10:15 AM, "bulk" charge indicated, remote showing 13.2V to on the batteries as I started the tests--and it took me a while to figure out the SolarBoost setups after this point. The SBoost was connected directly to B1 only, flowing into B2 via the A/B switch set to "both" during the whole day.
Next note has no time mark, shows 13.10 (my meter) at the batteries with the SBoost showing 13.4 out to them, my meter showing 15.70 V out of the panels. I'm not sure if there's an error in the note regarding the 13.10/vs/13.4 difference here I think I was still fuzzy brained from trying to understand the SBoost programming.
11:00AM, 15.42 in, 13.37 out, measured by my meter on the SBoost terminals. The sun was already full brightness (per the Gossen meter) and the SBoost was still in "bulk" mode using the default wet lead facotry settings.
At that point I checked the SBoost reaedings, 13.3V @4.4 Amps shown, versus my multimeter 13.14V@4.27A shown (using separate shunts, one in the positive lead, one in the negative) so I was indicating 56.1W and it was indicating 58.5W, either a 95% or 104% difference depending on which side you look at. To me that just means either the SBoost display metering was off by 5%, or the effect of PWM on my DC meter was 5%. I don't know.
By 11:15 AM it was showing 13.6 volts @ 4.^, for 62.56W charging.
At 11:20 I measured 15.81V into the SBoost and 13.36V out of it, against 13.5-13.6 showing on it's panel. In theory the SBoost was providing about a 6-7% net gain, putting out 4.7A @ 13.6V instead of the 4.4A at 15.81V that was coming out of the panels. (Check my math, but that's what I wrote at the time.) I went on to about 1AM but didn't see any significant increases in any numbers, which didn't surprise me since 11AM-1PM would all be "peak" output time. I was surprised not to see anything near 100W coming out of the panel array though, it was only around 85F so I can't blame that on heat.
CD-
I don't know, I'm hard put to stick a number on the gain. I mean, which numbers do we go by? The 5% difference in meters, indicating....which one is right? The 10-20% difference in battery gain/performance, that PWM is supposed to add? The 6-7% net gain in charging amperage that I did measure? If the 6-7% is real, and the 5% metering difference is from my DC meter being "low" due to the PWM...that would mean an 11-12% gain from the MPPT controller alone. Plus the real but elusive "gain under load" from the angled panels, which might be that much again or more. And then, there's the battery gain from PWM...where or how do we write that one up?
All that I'm saying, is that to someone who doesn't split up those pieces, the change from flat panels to this system could appear to be a huge difference, I suspect possibly 30-40% overall depending a lot on how their batteries responded to the PWM charging.
Still, if the gain from angling the panels really is (let's say) 10%...and you add the gain from the MPPT as another 10%...
What did Alan Greenspan say? A couple of million here, a couple of million there, sooner or later you're talking real money.

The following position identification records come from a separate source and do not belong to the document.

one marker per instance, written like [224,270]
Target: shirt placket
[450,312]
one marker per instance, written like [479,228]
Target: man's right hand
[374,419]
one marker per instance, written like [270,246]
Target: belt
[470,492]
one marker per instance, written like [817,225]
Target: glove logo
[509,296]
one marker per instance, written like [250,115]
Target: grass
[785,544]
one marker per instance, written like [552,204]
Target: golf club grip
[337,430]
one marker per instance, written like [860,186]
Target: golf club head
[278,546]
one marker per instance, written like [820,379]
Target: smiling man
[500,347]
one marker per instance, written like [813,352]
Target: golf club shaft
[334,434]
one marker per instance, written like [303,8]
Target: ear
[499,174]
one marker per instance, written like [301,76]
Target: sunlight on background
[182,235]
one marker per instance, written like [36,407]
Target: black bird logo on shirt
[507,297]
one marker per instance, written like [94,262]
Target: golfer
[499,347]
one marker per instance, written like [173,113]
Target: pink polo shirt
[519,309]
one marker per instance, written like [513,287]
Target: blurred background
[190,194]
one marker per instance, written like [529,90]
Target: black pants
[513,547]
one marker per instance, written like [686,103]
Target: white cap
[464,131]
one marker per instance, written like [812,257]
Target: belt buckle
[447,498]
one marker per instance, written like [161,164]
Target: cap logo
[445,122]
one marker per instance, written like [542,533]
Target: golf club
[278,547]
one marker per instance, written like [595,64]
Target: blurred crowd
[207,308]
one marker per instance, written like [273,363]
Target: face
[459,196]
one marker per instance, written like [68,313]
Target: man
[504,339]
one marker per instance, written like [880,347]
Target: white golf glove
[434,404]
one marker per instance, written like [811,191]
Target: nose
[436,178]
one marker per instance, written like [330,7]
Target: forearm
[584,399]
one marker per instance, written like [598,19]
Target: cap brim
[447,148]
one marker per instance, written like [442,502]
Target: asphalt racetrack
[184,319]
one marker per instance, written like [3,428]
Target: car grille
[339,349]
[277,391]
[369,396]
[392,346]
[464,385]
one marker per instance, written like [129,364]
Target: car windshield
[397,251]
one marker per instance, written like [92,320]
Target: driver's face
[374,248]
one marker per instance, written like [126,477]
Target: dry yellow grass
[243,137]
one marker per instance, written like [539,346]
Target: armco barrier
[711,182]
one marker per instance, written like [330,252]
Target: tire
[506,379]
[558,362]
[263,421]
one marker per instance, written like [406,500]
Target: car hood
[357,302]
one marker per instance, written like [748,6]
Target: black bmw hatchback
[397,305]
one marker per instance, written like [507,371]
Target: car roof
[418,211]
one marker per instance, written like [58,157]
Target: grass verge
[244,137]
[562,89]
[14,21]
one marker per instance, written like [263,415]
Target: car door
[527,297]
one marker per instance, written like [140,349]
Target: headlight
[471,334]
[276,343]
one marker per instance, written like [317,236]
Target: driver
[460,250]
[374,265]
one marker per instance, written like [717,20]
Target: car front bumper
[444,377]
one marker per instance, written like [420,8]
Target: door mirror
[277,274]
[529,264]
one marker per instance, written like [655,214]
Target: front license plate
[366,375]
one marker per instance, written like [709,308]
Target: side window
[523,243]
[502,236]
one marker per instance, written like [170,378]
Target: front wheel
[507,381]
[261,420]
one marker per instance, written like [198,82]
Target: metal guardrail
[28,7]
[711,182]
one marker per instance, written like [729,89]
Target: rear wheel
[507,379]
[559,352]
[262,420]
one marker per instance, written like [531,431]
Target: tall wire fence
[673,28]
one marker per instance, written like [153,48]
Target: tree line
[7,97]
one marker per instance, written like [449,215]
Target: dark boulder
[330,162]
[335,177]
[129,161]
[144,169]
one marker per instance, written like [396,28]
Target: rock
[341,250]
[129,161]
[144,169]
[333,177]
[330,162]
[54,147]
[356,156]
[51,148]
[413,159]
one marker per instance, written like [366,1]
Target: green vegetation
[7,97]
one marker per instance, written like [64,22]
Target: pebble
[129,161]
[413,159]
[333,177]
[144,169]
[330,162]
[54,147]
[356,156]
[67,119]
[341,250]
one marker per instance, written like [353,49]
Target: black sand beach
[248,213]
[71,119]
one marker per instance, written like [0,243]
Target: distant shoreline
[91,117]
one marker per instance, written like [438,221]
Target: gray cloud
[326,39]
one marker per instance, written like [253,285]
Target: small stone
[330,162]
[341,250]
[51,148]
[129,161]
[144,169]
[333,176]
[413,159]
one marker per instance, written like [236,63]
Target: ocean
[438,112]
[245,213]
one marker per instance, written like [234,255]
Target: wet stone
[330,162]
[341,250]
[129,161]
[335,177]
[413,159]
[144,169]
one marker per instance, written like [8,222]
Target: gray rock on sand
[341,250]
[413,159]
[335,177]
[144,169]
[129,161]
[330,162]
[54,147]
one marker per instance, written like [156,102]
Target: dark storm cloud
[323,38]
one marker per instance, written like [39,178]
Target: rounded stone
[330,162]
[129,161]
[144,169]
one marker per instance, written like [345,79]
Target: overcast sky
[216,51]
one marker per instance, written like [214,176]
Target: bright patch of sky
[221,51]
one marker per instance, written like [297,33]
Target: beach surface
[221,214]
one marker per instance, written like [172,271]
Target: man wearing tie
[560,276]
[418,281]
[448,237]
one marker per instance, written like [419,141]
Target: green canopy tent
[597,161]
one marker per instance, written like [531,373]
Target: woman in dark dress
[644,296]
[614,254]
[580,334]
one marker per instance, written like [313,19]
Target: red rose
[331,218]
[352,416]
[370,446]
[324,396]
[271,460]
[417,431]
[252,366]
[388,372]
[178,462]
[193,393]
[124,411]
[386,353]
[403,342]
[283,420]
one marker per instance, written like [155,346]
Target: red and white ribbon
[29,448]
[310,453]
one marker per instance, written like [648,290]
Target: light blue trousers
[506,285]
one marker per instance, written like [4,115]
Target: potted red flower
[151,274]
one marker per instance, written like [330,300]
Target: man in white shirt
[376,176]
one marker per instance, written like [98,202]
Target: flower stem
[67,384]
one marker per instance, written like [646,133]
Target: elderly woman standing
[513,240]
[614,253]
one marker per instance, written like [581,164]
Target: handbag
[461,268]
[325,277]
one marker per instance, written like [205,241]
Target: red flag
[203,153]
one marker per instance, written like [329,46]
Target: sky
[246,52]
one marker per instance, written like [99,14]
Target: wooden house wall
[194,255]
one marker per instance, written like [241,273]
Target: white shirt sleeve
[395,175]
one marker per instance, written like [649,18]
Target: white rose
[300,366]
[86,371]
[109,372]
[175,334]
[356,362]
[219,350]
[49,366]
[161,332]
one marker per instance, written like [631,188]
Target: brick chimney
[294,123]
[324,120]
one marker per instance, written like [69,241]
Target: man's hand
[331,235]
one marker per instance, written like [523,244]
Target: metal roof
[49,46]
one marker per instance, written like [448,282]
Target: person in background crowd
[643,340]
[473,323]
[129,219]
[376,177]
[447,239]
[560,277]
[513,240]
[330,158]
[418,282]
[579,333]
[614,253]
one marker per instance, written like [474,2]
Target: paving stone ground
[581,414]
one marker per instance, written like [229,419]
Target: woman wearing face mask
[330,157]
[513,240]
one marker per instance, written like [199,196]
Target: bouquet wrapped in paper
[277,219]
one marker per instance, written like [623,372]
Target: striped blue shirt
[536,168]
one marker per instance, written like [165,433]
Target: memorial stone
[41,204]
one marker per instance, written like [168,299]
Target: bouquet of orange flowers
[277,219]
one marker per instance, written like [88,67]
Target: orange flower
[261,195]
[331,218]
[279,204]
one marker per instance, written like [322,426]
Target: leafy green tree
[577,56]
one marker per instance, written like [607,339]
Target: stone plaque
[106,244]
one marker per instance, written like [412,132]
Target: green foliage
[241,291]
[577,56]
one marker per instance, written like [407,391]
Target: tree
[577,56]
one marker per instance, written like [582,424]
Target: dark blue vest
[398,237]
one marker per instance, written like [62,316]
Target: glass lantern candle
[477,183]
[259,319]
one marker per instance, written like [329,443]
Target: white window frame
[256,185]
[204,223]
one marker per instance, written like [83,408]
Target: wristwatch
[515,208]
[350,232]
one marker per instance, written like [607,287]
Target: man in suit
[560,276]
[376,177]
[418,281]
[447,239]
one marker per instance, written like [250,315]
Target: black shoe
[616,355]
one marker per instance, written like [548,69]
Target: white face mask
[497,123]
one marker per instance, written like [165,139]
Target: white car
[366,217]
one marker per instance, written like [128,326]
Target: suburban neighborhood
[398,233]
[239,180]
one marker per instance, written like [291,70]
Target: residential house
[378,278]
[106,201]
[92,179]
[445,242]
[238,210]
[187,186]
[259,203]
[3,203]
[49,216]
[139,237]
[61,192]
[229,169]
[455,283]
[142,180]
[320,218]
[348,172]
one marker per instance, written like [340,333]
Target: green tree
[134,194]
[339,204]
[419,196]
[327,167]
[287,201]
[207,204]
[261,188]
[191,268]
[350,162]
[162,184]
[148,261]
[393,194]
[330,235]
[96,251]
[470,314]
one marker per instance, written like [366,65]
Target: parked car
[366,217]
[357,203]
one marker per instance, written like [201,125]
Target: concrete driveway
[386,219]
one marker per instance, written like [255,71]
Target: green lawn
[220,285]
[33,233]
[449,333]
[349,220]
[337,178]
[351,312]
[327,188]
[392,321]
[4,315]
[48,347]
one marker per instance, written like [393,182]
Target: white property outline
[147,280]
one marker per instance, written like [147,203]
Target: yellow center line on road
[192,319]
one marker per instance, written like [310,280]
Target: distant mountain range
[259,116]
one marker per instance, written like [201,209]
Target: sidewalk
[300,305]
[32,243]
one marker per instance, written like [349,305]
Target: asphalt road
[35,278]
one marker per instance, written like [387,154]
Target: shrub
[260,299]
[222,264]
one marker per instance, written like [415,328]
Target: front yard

This puts me in mind of some testing that Consumer Reports did on 35mm cameras a million years ago. They surveyed repair shops and asked what models they did the most repairs on, then compared that to sales figures. And they paned Nikon as needing too many repairs. What they forgot to factor in, was at that time essentially all the pros used Nikons--in the rain, on the beach, all day all night everywhere, so the cameras took a lot more abuse than the ones used twice a year at weddings and vacations.
I think I've made a start at turning up some of the real issues, but a lot more needs to be done to get the real answers.